Evan Vucci/AP Photo
President Biden’s picks to staff executive branch agencies deserve much closer scrutiny.
Progressives are feeling pretty good that reformers have gotten major posts on climate and energy and in key financial regulatory agencies such as the SEC (Gary Gensler) and the Consumer Financial Protection Bureau (Rohit Chopra). But watch out for what’s happening under the radar.
Last Friday, I wrote about how Cass Sunstein was primed to return to a White House job. More than any other person, he was the scourge of progressive regulation when he was head of OIRA under Obama.
Biden and his team promise to do a lot of needed re-regulation. Why on earth bring back Sunstein?
One explanation could be the influence of one Jessica Hertz. She is a longtime protégé of Sunstein, both in his days at the University of Chicago and as his counselor when both were at OIRA.

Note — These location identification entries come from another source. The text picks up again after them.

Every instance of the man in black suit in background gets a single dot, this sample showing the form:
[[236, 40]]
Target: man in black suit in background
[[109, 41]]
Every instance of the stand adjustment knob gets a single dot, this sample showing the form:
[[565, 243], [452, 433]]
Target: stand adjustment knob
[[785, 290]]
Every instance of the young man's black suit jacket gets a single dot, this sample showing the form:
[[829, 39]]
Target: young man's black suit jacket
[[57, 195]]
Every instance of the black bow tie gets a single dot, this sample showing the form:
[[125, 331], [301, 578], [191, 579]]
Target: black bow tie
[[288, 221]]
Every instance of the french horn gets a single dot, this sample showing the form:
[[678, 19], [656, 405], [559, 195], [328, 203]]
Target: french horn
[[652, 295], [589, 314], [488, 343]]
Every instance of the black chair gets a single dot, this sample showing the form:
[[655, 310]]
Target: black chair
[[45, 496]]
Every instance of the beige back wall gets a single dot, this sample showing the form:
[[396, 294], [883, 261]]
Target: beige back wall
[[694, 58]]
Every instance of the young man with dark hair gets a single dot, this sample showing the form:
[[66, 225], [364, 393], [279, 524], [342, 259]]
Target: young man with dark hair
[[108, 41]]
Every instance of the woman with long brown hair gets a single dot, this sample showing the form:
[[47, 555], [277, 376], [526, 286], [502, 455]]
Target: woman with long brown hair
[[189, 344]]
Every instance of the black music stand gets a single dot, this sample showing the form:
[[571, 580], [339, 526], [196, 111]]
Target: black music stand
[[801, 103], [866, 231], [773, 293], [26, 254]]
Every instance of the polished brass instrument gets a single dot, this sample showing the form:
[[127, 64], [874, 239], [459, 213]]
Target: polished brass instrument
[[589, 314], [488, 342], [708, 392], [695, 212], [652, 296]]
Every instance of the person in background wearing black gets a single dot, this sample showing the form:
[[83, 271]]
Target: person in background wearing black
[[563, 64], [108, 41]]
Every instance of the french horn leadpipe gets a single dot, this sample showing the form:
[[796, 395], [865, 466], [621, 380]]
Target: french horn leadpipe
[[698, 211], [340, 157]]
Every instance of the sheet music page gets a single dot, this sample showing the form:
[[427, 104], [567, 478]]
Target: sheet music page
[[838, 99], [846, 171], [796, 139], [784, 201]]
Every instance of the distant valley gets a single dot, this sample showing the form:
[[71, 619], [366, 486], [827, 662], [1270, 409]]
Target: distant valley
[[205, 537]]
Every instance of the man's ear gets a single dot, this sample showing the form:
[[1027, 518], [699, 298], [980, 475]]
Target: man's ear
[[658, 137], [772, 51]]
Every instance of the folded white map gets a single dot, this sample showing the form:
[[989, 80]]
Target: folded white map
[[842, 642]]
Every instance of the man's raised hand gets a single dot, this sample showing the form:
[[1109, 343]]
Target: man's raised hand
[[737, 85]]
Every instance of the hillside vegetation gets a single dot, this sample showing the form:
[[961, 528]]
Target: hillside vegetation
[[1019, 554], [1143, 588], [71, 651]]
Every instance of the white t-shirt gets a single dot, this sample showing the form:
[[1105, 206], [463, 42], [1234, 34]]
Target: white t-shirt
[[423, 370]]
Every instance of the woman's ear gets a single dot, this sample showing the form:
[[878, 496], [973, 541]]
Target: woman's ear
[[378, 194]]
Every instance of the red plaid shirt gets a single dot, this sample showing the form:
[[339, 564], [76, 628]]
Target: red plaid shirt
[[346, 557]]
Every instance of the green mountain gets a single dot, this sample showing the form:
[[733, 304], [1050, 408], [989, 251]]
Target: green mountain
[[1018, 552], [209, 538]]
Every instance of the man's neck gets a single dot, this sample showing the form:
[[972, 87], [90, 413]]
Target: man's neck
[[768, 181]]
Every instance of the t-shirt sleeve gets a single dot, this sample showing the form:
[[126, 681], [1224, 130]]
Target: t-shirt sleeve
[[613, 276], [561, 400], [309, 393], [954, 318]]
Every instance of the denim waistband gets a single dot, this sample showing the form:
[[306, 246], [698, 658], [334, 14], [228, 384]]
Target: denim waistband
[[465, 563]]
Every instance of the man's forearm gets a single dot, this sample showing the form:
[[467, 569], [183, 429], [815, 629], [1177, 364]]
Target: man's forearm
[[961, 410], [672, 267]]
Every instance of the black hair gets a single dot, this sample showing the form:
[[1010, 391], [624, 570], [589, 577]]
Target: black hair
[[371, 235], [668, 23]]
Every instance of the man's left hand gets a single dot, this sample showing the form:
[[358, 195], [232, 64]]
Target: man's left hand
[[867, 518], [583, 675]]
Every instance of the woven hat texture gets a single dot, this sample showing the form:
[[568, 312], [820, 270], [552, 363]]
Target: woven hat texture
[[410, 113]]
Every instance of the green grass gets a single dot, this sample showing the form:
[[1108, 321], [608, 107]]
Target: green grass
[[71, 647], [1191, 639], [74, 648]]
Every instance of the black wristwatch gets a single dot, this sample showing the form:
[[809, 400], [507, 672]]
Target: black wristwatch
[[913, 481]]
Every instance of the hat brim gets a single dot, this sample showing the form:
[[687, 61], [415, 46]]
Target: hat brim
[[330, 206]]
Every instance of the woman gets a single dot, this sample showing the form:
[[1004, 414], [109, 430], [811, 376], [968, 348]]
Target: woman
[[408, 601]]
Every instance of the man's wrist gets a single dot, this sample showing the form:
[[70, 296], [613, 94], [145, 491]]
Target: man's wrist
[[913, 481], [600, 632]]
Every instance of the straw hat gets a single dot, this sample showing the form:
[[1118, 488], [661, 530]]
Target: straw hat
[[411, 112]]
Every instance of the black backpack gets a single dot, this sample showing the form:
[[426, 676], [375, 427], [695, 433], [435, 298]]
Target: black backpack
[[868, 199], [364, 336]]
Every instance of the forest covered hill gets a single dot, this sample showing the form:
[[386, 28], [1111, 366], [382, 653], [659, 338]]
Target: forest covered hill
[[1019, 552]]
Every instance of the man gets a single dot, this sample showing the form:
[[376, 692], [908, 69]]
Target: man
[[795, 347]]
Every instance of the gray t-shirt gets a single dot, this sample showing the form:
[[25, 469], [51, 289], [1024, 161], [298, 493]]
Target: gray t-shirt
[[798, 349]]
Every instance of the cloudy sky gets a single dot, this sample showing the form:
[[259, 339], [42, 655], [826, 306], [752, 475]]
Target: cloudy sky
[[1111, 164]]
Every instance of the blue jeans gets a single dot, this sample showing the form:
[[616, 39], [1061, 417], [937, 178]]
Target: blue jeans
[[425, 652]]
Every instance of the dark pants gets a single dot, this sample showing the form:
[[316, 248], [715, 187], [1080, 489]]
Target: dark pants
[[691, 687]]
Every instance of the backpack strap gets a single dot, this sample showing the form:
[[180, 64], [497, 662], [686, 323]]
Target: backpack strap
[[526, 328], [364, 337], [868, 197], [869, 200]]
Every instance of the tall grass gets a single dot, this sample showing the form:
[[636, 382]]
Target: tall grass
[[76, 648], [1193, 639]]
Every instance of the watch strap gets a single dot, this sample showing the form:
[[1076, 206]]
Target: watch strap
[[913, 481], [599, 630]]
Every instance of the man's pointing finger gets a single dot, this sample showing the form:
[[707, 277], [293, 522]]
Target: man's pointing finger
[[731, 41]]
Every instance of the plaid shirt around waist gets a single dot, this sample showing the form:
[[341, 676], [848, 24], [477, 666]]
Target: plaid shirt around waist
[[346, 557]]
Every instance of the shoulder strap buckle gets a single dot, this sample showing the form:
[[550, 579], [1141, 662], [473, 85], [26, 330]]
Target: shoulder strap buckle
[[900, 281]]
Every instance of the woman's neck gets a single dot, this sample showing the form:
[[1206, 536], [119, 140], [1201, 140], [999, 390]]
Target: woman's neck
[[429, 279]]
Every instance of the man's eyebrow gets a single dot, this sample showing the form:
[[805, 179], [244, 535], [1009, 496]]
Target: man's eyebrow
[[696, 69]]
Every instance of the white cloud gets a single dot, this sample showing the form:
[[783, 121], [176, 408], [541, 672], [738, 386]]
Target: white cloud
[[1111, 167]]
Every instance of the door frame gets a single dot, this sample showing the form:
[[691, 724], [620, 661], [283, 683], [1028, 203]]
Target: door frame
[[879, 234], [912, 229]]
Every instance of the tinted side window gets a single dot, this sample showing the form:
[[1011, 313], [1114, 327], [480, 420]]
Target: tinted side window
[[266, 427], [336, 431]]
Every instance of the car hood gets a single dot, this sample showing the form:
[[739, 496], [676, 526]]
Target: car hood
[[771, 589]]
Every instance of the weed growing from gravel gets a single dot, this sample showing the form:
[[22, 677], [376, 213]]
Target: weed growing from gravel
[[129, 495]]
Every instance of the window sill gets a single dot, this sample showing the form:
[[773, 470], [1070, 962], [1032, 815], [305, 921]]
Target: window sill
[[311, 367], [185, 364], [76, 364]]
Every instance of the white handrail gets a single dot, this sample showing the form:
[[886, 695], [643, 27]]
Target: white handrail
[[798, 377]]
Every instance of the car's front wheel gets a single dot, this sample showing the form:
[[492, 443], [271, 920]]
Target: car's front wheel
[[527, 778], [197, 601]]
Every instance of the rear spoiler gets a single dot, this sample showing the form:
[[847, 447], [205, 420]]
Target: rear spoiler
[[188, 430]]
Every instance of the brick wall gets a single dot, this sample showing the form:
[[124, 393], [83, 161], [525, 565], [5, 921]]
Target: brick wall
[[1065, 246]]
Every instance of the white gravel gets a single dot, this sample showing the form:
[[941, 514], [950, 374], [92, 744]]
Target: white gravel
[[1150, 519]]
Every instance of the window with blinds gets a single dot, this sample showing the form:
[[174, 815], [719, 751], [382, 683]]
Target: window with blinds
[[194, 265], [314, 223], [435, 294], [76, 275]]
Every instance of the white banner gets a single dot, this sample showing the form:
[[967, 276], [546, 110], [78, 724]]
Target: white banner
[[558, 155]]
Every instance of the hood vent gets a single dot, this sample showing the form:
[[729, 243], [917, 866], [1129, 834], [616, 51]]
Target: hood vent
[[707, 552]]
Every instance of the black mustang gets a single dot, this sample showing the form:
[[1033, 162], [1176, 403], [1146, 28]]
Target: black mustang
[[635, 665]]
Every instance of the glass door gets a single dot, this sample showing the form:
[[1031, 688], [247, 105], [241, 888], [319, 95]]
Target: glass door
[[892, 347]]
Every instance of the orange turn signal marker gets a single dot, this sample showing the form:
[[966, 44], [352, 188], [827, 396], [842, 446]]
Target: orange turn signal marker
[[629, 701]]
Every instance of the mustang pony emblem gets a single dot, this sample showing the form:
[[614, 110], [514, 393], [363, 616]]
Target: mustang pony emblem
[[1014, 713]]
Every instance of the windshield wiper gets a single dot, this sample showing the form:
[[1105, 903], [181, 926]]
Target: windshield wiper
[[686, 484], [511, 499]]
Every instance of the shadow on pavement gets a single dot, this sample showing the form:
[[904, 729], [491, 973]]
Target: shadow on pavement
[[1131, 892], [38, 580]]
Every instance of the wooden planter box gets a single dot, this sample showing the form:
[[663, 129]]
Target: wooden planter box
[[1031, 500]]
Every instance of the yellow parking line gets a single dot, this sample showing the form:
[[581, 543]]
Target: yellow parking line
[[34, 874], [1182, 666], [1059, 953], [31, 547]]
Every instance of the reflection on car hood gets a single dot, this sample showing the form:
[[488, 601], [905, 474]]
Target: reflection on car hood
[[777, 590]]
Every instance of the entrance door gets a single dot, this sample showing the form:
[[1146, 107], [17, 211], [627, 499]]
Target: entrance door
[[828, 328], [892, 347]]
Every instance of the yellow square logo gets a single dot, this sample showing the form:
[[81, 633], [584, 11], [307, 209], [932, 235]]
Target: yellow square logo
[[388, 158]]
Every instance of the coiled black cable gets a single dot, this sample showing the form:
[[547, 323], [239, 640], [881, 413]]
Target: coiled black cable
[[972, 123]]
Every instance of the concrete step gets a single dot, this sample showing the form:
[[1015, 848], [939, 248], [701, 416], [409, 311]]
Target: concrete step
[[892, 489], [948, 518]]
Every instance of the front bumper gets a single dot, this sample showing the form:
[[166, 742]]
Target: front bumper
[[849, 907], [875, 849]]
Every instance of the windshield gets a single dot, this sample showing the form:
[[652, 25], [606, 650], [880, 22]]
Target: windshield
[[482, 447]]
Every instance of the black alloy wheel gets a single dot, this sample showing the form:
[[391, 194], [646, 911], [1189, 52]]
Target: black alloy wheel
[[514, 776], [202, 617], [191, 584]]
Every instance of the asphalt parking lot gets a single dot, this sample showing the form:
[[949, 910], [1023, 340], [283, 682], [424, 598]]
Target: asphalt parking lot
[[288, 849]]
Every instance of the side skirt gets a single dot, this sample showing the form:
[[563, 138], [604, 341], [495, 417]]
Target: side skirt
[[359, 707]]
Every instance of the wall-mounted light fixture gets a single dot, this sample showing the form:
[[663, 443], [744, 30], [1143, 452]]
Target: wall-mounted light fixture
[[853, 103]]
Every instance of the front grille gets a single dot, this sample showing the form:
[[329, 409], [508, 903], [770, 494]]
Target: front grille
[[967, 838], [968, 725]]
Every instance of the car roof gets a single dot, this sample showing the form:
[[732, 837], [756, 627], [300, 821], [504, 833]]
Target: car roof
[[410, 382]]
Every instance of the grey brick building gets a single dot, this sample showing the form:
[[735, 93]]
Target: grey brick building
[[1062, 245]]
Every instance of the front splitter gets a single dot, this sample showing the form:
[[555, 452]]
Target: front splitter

From there, after a stint as deputy counsel for then–Vice President Biden, Hertz went on to work as the key house counsel in charge of fending off regulation for Facebook, the number one target for reformers of platform monopolies. And then she got herself a prime job as general counsel in the Biden transition, where she was the ultimate arbiter of ethics and conflict-of-interest issues.
But it gets worse. Hertz was recently named to the post of staff secretary in the Biden administration itself, a powerful role that among other things filters the paperwork flow to the president.
Do you think maybe Hertz is foaming the runway for Sunstein? And who foamed the runway for her?
The Hertz/Sunstein story is part of a larger pattern that deserves much more scrutiny. Just below the good news of progressives leading some agencies is the infiltration of people into hundreds of subcabinet and senior staff posts, either coming directly from Silicon Valley platform monopolies and Wall Street investment banks, or serving as their longtime allies and enablers.